Common Mistakes in Glass Gluing

1 min read

Gluing glass with UV adhesives produces excellent results when done correctly.

(Image credit: Adobestock by noprati)

In an online post on Permabond, Laurie Gibbons says understanding what can compromise the strength and longevity of the bond will help avoid the most prevalent errors.

So, when gluing glass, please don’t…

Neglect surface preparation:

One of the most critical steps in gluing glass is ensuring the surfaces are clean and free from contaminants. Glass is often coated with oils, fingerprints, or dust. If not properly cleaned, these residues can hinder the adhesive’s ability to bond effectively. To prepare the surface, clean it thoroughly with 99% isopropyl alcohol. Let it dry completely before applying adhesive. To ensure all moisture has been removed, heat the glass.
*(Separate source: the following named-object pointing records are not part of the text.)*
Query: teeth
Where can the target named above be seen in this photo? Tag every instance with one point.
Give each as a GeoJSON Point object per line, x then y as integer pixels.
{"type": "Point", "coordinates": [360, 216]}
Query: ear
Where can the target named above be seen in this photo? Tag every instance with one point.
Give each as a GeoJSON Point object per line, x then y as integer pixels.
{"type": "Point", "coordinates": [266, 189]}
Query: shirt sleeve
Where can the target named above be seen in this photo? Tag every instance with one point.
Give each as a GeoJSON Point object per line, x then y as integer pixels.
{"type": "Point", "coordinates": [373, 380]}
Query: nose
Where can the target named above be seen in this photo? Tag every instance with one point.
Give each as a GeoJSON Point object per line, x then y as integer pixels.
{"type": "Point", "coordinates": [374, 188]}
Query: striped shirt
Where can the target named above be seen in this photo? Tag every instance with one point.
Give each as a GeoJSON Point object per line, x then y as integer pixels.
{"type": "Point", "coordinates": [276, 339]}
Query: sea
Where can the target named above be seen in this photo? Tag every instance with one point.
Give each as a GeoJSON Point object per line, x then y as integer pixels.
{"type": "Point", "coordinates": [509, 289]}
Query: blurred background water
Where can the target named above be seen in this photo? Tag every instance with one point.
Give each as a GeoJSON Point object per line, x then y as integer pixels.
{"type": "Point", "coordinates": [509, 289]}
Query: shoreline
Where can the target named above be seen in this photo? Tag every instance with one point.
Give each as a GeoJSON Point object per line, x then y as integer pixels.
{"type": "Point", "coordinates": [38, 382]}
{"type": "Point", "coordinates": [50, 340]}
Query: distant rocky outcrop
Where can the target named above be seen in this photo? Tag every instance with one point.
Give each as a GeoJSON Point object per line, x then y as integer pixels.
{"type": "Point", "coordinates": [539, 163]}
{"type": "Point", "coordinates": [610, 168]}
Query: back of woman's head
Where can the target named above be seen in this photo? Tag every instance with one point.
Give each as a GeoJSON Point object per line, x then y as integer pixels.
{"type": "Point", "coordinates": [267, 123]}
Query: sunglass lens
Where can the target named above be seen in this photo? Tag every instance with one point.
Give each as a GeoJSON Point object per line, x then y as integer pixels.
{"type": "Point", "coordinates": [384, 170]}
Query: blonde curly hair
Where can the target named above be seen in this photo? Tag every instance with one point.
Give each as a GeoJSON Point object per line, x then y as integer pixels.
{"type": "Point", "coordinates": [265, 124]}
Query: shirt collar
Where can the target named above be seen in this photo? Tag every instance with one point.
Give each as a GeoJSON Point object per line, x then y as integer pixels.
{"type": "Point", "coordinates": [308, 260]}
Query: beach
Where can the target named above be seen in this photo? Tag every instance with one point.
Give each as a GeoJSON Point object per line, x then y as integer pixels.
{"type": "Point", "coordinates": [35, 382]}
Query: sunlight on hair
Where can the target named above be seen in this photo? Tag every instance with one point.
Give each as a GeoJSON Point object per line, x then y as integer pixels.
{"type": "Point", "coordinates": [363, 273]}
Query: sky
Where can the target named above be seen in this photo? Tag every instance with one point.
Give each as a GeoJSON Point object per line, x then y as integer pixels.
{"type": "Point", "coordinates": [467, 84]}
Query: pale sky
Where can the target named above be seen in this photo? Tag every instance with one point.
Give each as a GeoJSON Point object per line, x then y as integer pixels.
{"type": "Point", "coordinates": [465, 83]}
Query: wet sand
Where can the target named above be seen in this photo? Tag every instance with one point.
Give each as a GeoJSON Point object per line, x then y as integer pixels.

Move the pieces while curing:

Prepare a fixture or jig to hold the glass in place while the glass glue is curing.

Select the wrong adhesive:

Select a UV curable adhesive designed for glass. Consider the ideal viscosity, appearance, flexibility, and thermal stability. Glass expands and contracts with temperature changes. Therefore, if the adhesive doesn’t accommodate these movements, it can lead to stress and eventual bond or glass failure.
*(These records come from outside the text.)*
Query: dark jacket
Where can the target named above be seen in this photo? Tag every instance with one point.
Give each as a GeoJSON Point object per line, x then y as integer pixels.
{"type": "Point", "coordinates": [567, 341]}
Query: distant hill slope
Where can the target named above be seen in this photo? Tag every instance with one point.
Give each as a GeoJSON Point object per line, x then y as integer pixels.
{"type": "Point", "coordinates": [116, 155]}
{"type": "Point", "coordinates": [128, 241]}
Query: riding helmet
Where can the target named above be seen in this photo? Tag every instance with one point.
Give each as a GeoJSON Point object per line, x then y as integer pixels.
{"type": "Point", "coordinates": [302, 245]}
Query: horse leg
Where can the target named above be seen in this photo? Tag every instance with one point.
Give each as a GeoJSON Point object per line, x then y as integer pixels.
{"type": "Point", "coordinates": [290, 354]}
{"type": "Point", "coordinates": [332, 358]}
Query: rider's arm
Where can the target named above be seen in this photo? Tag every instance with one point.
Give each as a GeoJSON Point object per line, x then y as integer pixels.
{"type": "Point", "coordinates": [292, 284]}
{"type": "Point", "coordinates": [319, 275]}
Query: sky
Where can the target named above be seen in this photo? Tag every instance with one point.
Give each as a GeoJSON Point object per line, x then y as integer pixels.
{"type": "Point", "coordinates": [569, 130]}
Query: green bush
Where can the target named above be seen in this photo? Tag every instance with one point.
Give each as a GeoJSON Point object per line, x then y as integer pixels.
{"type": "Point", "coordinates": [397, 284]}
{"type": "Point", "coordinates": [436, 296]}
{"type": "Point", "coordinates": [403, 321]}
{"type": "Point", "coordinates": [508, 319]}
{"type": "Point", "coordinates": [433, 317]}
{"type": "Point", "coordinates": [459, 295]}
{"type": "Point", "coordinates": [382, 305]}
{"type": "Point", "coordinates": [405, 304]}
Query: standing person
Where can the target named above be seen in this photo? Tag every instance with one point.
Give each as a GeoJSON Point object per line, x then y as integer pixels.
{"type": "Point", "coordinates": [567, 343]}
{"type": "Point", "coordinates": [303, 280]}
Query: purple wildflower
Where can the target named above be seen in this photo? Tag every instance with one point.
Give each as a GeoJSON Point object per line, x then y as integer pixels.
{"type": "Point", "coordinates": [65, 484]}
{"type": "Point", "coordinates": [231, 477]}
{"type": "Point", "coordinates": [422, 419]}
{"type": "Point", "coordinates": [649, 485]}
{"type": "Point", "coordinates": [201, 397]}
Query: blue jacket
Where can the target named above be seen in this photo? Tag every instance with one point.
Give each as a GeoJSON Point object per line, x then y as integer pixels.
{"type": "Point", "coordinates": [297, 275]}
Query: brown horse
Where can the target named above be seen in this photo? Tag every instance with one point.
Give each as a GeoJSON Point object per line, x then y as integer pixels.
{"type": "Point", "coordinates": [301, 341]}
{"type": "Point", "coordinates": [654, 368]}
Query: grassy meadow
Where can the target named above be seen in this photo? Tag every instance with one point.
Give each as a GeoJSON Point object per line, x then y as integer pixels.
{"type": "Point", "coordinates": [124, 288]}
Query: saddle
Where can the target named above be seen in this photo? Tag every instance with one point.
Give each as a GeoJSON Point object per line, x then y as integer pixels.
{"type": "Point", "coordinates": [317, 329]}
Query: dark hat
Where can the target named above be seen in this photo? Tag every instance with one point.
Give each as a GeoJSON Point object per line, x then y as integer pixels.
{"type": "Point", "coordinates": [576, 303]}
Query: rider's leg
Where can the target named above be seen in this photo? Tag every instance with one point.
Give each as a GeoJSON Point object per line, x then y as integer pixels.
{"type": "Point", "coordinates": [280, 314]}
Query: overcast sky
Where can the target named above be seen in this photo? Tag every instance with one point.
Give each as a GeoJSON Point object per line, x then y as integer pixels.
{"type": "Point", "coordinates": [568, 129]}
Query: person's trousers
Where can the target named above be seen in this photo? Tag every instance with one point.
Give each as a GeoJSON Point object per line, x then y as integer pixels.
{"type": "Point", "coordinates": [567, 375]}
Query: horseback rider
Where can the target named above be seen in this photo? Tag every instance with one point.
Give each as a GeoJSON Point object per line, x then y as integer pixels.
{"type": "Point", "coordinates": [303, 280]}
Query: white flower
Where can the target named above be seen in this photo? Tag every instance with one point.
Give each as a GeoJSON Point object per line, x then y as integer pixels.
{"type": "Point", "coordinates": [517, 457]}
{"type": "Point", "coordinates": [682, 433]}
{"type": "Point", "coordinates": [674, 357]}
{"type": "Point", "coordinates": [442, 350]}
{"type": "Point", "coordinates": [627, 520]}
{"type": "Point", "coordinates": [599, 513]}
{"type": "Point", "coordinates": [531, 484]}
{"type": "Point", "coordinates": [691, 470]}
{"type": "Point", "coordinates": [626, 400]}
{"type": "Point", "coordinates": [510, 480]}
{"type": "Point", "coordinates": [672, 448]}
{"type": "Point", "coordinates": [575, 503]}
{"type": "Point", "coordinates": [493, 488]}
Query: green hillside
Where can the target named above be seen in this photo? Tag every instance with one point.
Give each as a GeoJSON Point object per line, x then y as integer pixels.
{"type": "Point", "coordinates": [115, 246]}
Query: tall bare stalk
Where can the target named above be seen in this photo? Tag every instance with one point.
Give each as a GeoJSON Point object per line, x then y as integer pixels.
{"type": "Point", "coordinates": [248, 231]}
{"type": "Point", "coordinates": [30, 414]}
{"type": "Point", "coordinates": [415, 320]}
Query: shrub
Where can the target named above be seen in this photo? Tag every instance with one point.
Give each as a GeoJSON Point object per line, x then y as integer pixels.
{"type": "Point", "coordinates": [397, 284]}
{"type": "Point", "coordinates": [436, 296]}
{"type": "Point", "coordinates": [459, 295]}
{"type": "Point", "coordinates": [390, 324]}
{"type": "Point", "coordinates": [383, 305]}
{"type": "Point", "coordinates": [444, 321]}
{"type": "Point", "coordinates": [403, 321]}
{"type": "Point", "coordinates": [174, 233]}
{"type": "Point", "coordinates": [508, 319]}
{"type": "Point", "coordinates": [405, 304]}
Choose the wrong light source:

Ensure the UV light source wavelength is appropriate for the selected glass glue. Check the adhesives technical datasheet for appropriate wavelength ranges.

Forget to do a test run:

Practice dispensing the adhesive. This applies to both manual and automated dispensing. Try different size tips on the bottle or container to ensure a controlled amount. Adjust time and pressure of automated equipment, etc.

If applying to a pre-assembled piece, ensure the adhesive wicks into the entire bond area. If applying the adhesive to one piece of glass and then assembling, ensure no air is entrapped.
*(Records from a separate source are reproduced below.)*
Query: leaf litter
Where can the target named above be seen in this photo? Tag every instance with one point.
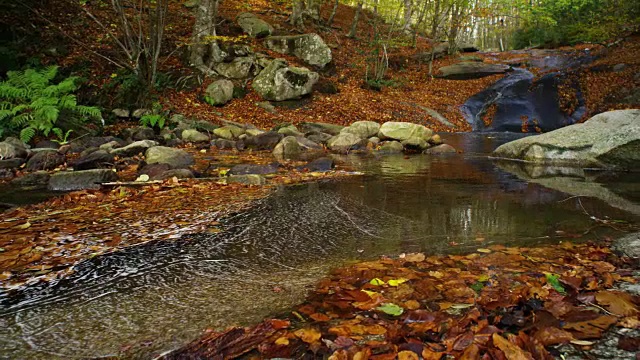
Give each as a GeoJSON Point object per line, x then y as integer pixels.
{"type": "Point", "coordinates": [531, 301]}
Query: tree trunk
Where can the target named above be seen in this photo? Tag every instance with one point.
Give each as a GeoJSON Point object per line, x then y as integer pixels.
{"type": "Point", "coordinates": [408, 12]}
{"type": "Point", "coordinates": [333, 12]}
{"type": "Point", "coordinates": [356, 17]}
{"type": "Point", "coordinates": [296, 14]}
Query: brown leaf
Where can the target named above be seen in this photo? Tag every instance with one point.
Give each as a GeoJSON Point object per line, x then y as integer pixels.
{"type": "Point", "coordinates": [510, 350]}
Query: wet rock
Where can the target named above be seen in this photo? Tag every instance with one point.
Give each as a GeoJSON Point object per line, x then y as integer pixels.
{"type": "Point", "coordinates": [287, 148]}
{"type": "Point", "coordinates": [238, 68]}
{"type": "Point", "coordinates": [45, 160]}
{"type": "Point", "coordinates": [95, 160]}
{"type": "Point", "coordinates": [319, 137]}
{"type": "Point", "coordinates": [363, 129]}
{"type": "Point", "coordinates": [244, 169]}
{"type": "Point", "coordinates": [308, 47]}
{"type": "Point", "coordinates": [11, 163]}
{"type": "Point", "coordinates": [193, 135]}
{"type": "Point", "coordinates": [177, 173]}
{"type": "Point", "coordinates": [224, 144]}
{"type": "Point", "coordinates": [228, 132]}
{"type": "Point", "coordinates": [318, 165]}
{"type": "Point", "coordinates": [143, 133]}
{"type": "Point", "coordinates": [607, 140]}
{"type": "Point", "coordinates": [38, 179]}
{"type": "Point", "coordinates": [153, 170]}
{"type": "Point", "coordinates": [441, 149]}
{"type": "Point", "coordinates": [390, 147]}
{"type": "Point", "coordinates": [251, 179]}
{"type": "Point", "coordinates": [264, 141]}
{"type": "Point", "coordinates": [219, 92]}
{"type": "Point", "coordinates": [176, 158]}
{"type": "Point", "coordinates": [345, 142]}
{"type": "Point", "coordinates": [81, 180]}
{"type": "Point", "coordinates": [134, 148]}
{"type": "Point", "coordinates": [121, 113]}
{"type": "Point", "coordinates": [330, 129]}
{"type": "Point", "coordinates": [47, 144]}
{"type": "Point", "coordinates": [519, 100]}
{"type": "Point", "coordinates": [472, 70]}
{"type": "Point", "coordinates": [402, 131]}
{"type": "Point", "coordinates": [254, 26]}
{"type": "Point", "coordinates": [279, 82]}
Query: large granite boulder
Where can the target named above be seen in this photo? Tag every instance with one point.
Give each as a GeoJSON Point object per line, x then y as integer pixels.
{"type": "Point", "coordinates": [176, 158]}
{"type": "Point", "coordinates": [607, 140]}
{"type": "Point", "coordinates": [80, 180]}
{"type": "Point", "coordinates": [219, 92]}
{"type": "Point", "coordinates": [472, 70]}
{"type": "Point", "coordinates": [403, 131]}
{"type": "Point", "coordinates": [278, 82]}
{"type": "Point", "coordinates": [308, 47]}
{"type": "Point", "coordinates": [253, 25]}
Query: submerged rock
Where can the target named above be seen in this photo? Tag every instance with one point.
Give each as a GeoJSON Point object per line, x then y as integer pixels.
{"type": "Point", "coordinates": [81, 180]}
{"type": "Point", "coordinates": [607, 140]}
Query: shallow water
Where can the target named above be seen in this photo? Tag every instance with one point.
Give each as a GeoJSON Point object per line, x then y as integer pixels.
{"type": "Point", "coordinates": [156, 297]}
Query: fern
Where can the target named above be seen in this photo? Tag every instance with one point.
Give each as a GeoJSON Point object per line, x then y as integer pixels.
{"type": "Point", "coordinates": [30, 103]}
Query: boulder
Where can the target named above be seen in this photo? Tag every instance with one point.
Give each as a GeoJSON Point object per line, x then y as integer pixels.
{"type": "Point", "coordinates": [390, 147]}
{"type": "Point", "coordinates": [244, 169]}
{"type": "Point", "coordinates": [318, 165]}
{"type": "Point", "coordinates": [81, 180]}
{"type": "Point", "coordinates": [441, 149]}
{"type": "Point", "coordinates": [308, 47]}
{"type": "Point", "coordinates": [95, 160]}
{"type": "Point", "coordinates": [330, 129]}
{"type": "Point", "coordinates": [9, 151]}
{"type": "Point", "coordinates": [176, 158]}
{"type": "Point", "coordinates": [607, 140]}
{"type": "Point", "coordinates": [287, 148]}
{"type": "Point", "coordinates": [472, 70]}
{"type": "Point", "coordinates": [228, 132]}
{"type": "Point", "coordinates": [254, 26]}
{"type": "Point", "coordinates": [193, 135]}
{"type": "Point", "coordinates": [134, 148]}
{"type": "Point", "coordinates": [45, 160]}
{"type": "Point", "coordinates": [238, 68]}
{"type": "Point", "coordinates": [402, 131]}
{"type": "Point", "coordinates": [250, 179]}
{"type": "Point", "coordinates": [177, 173]}
{"type": "Point", "coordinates": [344, 142]}
{"type": "Point", "coordinates": [38, 179]}
{"type": "Point", "coordinates": [363, 129]}
{"type": "Point", "coordinates": [279, 82]}
{"type": "Point", "coordinates": [219, 92]}
{"type": "Point", "coordinates": [264, 141]}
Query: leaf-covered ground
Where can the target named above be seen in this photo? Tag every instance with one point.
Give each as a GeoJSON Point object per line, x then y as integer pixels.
{"type": "Point", "coordinates": [497, 303]}
{"type": "Point", "coordinates": [42, 242]}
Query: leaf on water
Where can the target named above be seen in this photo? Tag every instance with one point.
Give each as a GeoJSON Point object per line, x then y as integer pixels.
{"type": "Point", "coordinates": [396, 282]}
{"type": "Point", "coordinates": [511, 351]}
{"type": "Point", "coordinates": [308, 335]}
{"type": "Point", "coordinates": [554, 282]}
{"type": "Point", "coordinates": [391, 309]}
{"type": "Point", "coordinates": [618, 303]}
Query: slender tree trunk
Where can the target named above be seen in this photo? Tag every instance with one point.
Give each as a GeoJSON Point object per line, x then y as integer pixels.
{"type": "Point", "coordinates": [333, 12]}
{"type": "Point", "coordinates": [356, 17]}
{"type": "Point", "coordinates": [408, 12]}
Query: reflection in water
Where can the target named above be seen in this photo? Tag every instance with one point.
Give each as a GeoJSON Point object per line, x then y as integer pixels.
{"type": "Point", "coordinates": [155, 297]}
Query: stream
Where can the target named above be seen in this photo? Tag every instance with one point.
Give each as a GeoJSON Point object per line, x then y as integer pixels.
{"type": "Point", "coordinates": [153, 298]}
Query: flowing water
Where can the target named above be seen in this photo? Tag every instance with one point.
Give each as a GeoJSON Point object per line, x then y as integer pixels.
{"type": "Point", "coordinates": [152, 298]}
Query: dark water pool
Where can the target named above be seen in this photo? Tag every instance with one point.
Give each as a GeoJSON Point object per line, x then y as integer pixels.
{"type": "Point", "coordinates": [155, 297]}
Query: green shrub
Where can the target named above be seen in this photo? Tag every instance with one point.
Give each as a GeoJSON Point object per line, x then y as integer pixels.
{"type": "Point", "coordinates": [31, 103]}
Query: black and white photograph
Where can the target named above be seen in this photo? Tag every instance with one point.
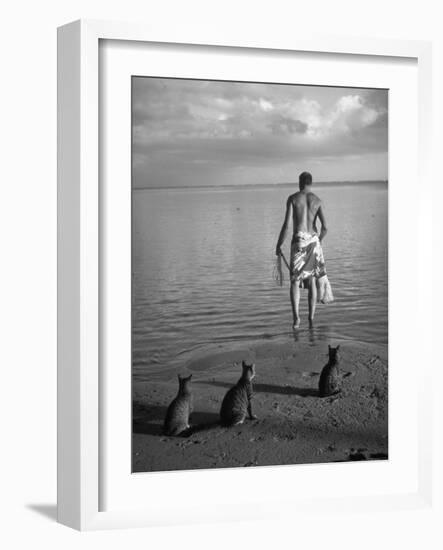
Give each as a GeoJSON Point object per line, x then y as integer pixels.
{"type": "Point", "coordinates": [259, 274]}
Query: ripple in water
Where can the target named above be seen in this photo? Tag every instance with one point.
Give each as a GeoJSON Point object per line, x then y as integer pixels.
{"type": "Point", "coordinates": [202, 270]}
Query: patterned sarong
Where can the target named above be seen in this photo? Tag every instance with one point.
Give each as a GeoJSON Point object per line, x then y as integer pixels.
{"type": "Point", "coordinates": [307, 261]}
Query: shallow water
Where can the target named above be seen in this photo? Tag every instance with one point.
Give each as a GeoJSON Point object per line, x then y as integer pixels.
{"type": "Point", "coordinates": [203, 263]}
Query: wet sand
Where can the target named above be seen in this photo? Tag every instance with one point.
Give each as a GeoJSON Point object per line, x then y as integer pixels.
{"type": "Point", "coordinates": [294, 425]}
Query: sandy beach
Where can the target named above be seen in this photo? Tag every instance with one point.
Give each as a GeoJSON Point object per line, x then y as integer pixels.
{"type": "Point", "coordinates": [294, 425]}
Be prepared for spills. UV adhesives are easy to clean up before they are cured.

Skip testing:

As with any industrial process, thoroughly test the bond for strength, environmental, and temperature resistance. Glass has unique properties that make accelerated aging testing especially important. These tests will not only validate the adhesive and lamp selection but also the surface preparation and curing schedule.

Keep in mind most glass bonds are stronger than the surrounding glass. It is important for those planning to test to failure to protect themselves from broken glass.

Ignore safety precautions:

Always wear appropriate protective gear when handling glass, adhesives, and UV light. Ensure adequate ventilation in the workspace for the adhesive choice.